Essas transformações que marcaram a passagem da Idade Média para a Idade Moderna incentivaram o nascimento do capitalismo mercantil e das grandes navegações para a descoberta e o domínio de novas áreas de exploração econômica por meio do processo de colonização.

Os princípios básicos do capitalismo - acumulação de riquezas e concorrência - provocaram sérios rompimentos. O primeiro deles ocorre com a separação entre os interesses da burguesia e da nobreza, esta vista como empecilho ao desenvolvimento pleno do capitalismo. A burguesia requeria mais autonomia nas

decisões econômicas. Essa ideia foi reforçada pelos princípios da filosofia iluminista que defenderam uma maior autonomia das instituições políticas e redução da ação autoritária da realeza. Essa insatisfação desembocou nas revoluções liberais que ganharam espaço na Inglaterra do século XVII, onde houve uma limitação do poder real em favor de uma maior autonomia da economia durante o processo da Revolução Inglesa.

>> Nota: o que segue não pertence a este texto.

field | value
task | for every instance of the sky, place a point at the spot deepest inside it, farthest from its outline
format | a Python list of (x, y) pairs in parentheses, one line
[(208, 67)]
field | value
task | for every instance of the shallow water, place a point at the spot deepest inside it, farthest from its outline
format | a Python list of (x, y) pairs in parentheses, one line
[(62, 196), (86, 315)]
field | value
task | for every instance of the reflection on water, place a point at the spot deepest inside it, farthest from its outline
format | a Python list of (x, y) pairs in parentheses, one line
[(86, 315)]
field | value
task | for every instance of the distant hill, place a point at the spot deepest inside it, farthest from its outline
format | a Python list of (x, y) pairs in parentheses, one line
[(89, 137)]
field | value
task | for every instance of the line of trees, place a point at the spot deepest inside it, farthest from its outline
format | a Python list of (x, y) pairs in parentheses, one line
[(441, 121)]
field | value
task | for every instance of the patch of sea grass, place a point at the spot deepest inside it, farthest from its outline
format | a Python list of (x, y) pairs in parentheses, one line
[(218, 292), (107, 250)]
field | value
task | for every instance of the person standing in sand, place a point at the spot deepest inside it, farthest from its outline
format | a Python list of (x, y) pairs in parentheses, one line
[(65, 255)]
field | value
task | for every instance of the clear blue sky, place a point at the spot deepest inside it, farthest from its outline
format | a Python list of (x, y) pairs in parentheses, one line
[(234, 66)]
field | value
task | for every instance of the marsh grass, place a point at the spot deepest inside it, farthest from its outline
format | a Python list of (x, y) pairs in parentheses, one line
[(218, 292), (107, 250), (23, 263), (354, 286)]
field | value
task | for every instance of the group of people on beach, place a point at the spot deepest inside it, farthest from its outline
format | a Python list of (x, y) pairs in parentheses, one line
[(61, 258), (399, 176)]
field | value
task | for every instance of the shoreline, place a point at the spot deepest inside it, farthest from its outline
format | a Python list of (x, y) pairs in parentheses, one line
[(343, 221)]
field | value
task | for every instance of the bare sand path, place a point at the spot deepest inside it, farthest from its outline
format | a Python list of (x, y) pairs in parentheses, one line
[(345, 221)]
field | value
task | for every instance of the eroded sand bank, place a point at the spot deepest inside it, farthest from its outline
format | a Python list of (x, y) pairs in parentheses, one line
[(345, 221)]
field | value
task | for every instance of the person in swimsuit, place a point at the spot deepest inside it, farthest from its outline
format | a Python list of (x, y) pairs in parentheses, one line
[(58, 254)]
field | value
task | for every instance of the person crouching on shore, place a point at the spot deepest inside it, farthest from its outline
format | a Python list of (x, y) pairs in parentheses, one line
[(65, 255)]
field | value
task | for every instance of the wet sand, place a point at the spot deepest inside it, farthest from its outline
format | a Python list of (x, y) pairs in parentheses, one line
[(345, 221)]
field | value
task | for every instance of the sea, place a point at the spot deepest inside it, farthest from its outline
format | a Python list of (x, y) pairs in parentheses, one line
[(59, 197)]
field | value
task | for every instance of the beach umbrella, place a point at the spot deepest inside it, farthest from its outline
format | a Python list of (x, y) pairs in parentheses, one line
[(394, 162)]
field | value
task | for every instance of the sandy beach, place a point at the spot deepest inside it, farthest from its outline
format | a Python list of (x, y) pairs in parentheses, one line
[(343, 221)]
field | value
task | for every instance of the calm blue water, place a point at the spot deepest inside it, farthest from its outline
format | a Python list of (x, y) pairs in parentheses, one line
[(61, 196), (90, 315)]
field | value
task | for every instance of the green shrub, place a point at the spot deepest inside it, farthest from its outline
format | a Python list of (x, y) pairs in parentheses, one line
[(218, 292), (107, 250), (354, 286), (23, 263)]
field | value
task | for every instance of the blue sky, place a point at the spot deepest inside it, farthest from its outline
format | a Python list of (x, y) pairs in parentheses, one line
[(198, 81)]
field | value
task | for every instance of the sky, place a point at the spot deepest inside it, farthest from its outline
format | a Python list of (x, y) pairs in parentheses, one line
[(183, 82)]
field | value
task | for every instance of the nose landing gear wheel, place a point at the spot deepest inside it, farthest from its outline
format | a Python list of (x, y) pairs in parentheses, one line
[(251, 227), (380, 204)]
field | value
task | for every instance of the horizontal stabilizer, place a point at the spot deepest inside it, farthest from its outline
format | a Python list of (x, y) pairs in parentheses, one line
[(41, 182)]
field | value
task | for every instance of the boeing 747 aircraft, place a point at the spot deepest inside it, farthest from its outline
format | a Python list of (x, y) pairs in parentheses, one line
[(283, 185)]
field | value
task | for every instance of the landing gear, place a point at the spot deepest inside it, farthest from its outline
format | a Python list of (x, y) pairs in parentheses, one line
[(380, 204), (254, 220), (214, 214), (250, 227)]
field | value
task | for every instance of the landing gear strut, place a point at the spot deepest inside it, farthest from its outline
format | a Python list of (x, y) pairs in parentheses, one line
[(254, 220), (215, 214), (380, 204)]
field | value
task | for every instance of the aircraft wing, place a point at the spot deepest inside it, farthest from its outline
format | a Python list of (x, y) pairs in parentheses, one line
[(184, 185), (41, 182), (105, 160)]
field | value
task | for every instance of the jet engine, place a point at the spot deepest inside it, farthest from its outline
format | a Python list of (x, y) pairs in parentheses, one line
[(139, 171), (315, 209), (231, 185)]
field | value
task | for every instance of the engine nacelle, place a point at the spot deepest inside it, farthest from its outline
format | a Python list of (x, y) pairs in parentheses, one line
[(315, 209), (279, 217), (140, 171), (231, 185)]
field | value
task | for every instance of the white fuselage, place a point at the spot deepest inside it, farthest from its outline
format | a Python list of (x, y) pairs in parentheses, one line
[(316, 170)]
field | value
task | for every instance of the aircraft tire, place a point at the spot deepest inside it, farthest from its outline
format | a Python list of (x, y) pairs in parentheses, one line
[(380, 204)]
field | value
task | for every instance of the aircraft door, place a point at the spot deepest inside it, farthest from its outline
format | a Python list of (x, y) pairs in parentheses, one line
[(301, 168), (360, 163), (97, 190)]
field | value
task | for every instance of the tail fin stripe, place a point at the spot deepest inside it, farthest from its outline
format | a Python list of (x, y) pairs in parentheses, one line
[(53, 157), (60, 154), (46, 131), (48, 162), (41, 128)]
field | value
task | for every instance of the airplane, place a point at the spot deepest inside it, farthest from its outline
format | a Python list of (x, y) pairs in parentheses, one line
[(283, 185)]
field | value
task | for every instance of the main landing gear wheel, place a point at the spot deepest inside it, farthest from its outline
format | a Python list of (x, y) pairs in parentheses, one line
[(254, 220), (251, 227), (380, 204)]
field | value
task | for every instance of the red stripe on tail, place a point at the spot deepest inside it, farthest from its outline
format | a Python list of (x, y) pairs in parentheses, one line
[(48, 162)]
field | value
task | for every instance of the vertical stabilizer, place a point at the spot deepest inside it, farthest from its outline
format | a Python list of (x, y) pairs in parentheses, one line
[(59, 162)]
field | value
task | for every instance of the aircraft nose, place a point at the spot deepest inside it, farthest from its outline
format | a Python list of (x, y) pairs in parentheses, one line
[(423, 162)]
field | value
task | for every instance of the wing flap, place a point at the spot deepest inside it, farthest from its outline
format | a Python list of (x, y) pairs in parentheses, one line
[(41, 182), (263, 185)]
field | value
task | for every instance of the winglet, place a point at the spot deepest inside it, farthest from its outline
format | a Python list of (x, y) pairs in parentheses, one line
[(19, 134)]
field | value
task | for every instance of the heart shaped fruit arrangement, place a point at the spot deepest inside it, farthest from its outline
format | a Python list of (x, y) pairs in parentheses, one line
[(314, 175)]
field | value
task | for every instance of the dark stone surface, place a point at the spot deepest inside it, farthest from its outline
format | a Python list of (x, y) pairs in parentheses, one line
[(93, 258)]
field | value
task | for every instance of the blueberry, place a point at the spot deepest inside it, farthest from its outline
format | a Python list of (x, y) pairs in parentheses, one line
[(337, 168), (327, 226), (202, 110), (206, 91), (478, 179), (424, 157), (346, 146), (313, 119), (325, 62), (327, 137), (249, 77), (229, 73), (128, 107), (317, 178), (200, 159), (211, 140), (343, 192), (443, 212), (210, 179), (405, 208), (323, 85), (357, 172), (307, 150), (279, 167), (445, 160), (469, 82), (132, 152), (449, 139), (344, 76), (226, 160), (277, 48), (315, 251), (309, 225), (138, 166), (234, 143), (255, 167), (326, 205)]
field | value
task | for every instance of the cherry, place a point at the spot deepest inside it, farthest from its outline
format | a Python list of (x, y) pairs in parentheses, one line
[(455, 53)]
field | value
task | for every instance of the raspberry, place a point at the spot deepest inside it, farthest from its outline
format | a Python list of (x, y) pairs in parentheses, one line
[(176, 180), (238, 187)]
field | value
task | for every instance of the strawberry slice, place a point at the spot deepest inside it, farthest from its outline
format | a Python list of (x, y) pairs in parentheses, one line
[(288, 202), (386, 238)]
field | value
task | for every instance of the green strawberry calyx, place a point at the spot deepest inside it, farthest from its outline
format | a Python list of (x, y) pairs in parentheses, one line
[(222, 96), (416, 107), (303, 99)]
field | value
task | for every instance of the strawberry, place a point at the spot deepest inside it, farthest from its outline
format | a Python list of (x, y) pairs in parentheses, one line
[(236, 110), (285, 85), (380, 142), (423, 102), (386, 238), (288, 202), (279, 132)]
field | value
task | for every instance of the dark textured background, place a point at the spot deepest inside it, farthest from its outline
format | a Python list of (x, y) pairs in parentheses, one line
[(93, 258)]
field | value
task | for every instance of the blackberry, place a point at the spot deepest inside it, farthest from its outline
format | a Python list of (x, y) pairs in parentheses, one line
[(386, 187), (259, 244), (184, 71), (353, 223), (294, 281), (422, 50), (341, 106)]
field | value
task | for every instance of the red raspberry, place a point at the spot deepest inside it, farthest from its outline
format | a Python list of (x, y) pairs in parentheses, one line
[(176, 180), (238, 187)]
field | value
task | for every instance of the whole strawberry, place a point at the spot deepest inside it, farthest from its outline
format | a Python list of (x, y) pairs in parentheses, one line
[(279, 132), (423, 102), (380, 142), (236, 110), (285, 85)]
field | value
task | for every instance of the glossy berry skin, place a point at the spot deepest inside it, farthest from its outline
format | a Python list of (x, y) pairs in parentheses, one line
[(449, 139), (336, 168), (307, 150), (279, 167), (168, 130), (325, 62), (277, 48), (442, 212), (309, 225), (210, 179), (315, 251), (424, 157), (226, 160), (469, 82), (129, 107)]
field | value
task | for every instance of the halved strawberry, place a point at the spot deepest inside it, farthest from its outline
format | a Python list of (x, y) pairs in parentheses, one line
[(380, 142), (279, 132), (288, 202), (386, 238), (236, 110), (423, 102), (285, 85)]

No decorrer dos séculos XVIII e XIX, as revoluções industriais e tecnológicas contribuíram para imprimir um novo ritmo de progresso e integração da economia e do capitalismo às decisões políticas do Estado, dando nova feição a essa relação.

Segundo, a expansão do capitalismo promoveu a separação entre os que detinham os meios de produção e os que eram mão de obra. Os pequenos produtores foram perdendo condições de competir com a produção industrial em larga escala e, assim, alguns passaram de proprietários a empregados nas grandes indústrias. O capitalismo gerou tanto uma riqueza custeada pela exploração da mão de obra quanto a formação de grandes monopólios industriais. No início do século XX, o sistema capitalista foi posto em xeque por aprofundar a distância entre as elites detentoras do meio de produção e a classe operária.

A perspectiva econômica capitalista, de acordo com Karl Marx, mostra que os processos de produção e distribuição de riqueza e os conflitos entre empregados e empregadores tornaram-se um fenômeno político generalizado e de formação do Estado em particular (POGGI, 2012). Além disso, enfatiza a relação contratual entre empregados e empregadores e o retorno da concepção romana de propriedade (dominium), a qual estabelece o contrato como dispositivo-chave para a criação e transmissão de direitos sobre os meios de produção e o que é produzido.

O Estado é o mediador dessa relação de trabalho, pois de um lado é requisitado pelos proprietários dos meios de produção a defender seus interesses e, por outro, é solicitado a defender os direitos dos trabalhadores urbanos e do campo. Assim, o Estado seria resultado dessa luta de classe e do modelo social, político e econômico decorrente dela ou provocador dela. Continuamente, a economia foi assumindo importante papel na formação do Estado e das regras que regulam comportamentos humanos e organizacionais.

Wallerstein (1984) afirma que os Estados criam instituições que se estabelecem como lugares de negociação e conflito (HELD, 1989) e se modificam

constantemente em forma, extensão e fronteiras por meio da ação recíproca de outros Estados e da sociedade.

O Estado conclama o uso legítimo da força para moldar o comportamento de suas instituições e da sociedade e, para tanto, lança mão de diferentes poderes para alcançar os seus objetivos:

a) instrumental - quando faz uso da força física;

b) estrutural - quando usa instituições, regras e formas de administração; c) simbólico - quando cria e propaga ideias e imagens;

d) informacional - quando utiliza a informação para moldar comportamentos e determinar como e quando recursos materiais, humanos e informacionais são usados para alcançar os objetivos políticos.